In addition, a high respect for knowledge for knowledge’s sake characterizes all cultures that stem historically from the interspersing of the Jewish, Greek, and Christian worlds to the present day. The pursuit of science is aimed at overcoming of boundaries of recognition and also the naturally given limits on action.
As a result, modern societies are in need of personnel that is trained in the science and, hence, are dependent on qualified educational systems in the scientific field. This is in keeping with their self-understanding on the one hand, while on the other hand, it is indispensable for self-preservation.
The rapid progress in the field of biomedicine has led to the development of a myriad of products that have become commercially available for diagnostic and therapeutic uses in medicine. Otherwise, we can look at the impact of modern technological processes on the biological foundations of human existence (use of nuclear energy, CO2 emissions, the production of genetically modified and/or artificial foodstuffs).

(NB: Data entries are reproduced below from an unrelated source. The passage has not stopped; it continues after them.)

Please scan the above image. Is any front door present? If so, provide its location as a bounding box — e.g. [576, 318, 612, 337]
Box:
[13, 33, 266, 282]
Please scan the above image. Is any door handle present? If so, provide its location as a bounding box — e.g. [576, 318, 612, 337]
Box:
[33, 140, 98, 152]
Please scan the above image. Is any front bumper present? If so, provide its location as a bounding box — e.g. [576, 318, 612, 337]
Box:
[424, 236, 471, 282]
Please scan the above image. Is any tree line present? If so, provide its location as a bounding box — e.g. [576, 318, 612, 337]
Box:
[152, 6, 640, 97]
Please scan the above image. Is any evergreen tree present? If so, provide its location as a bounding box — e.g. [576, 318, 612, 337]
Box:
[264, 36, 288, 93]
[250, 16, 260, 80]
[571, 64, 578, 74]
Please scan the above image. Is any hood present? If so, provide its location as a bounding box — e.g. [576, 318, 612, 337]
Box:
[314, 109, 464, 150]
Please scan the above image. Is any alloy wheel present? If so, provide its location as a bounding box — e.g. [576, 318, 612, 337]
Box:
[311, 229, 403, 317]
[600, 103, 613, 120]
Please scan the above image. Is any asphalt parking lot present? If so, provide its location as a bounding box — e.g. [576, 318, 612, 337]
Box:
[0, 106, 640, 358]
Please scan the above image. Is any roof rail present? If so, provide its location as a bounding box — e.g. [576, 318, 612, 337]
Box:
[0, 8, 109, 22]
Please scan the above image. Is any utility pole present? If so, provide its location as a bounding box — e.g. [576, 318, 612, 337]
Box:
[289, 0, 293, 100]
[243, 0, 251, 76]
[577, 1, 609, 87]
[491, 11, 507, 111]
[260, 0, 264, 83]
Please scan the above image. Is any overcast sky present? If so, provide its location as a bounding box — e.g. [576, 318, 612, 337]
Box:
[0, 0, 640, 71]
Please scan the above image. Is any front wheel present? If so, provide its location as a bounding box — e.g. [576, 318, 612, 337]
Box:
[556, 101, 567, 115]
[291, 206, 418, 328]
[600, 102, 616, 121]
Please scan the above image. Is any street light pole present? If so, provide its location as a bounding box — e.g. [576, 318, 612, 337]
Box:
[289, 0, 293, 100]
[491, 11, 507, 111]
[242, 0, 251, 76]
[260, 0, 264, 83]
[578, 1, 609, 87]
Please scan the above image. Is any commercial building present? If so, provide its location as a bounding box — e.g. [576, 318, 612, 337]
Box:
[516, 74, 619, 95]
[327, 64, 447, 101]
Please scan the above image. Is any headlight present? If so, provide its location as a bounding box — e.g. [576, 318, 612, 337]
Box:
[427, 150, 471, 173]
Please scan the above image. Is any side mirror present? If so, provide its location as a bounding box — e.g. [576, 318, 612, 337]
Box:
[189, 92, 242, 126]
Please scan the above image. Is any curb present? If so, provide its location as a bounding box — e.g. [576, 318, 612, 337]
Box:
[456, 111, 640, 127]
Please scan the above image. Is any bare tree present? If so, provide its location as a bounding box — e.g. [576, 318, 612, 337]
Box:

Scientific training was until the middle of the twentieth century principally offered by state institutions, foundations, religious or not-for-profit institutions, and independent universities. The developing scientification of the environment led to a diversification of these institutions. At the same time, the use of educational resources for scientific training grew considerably. Due to the possibilities for marketing, there grew a demand in industry for well-trained scientists. Subsequently, scientific education was also underlined by commercial interest. The result in the field of biomedicine is an array of ethical conflicts, mostly conflicts of interest.
History
The history of higher educational training is closely bound to the history of the university, which emerged from the Christian educational system of the Middle Ages (Ruegg 1993). The University of Bologna is considered to be one of the first universities to be founded. Training was made possible by foundations or royal or private patronages. Conflicts also arose in earlier times, mainly about the freedom of research: this was particularly the case when, due to the interference of the state or certain patronages (sometimes churches), certain beliefs or findings were not allowed to be taught. In modern societies, freedom of research is of the utmost importance, and in many countries this is a constitutionally vested right, such is the case, e.g., in Germany.
The rapid technological process of the last hundred years has also changed training systems fundamentally. Higher education, in particular postgraduate training, takes place in universities and nonuniversity research institutes, but is also carried out by commercially active undertakings. Furthermore, supposedly independent research institutes and universities receive a significant portion of their resources from external sponsors, not least private patrons. It is important to note that a strict conceptual division between research and teaching is not possible, because it has just been the ideal, which can be traced back to Wilhelm von Humboldt, that the scientific researcher teaches at the same time as he or she conducts research. As a consequence, the commercial environment also puts its stamp on scientific training.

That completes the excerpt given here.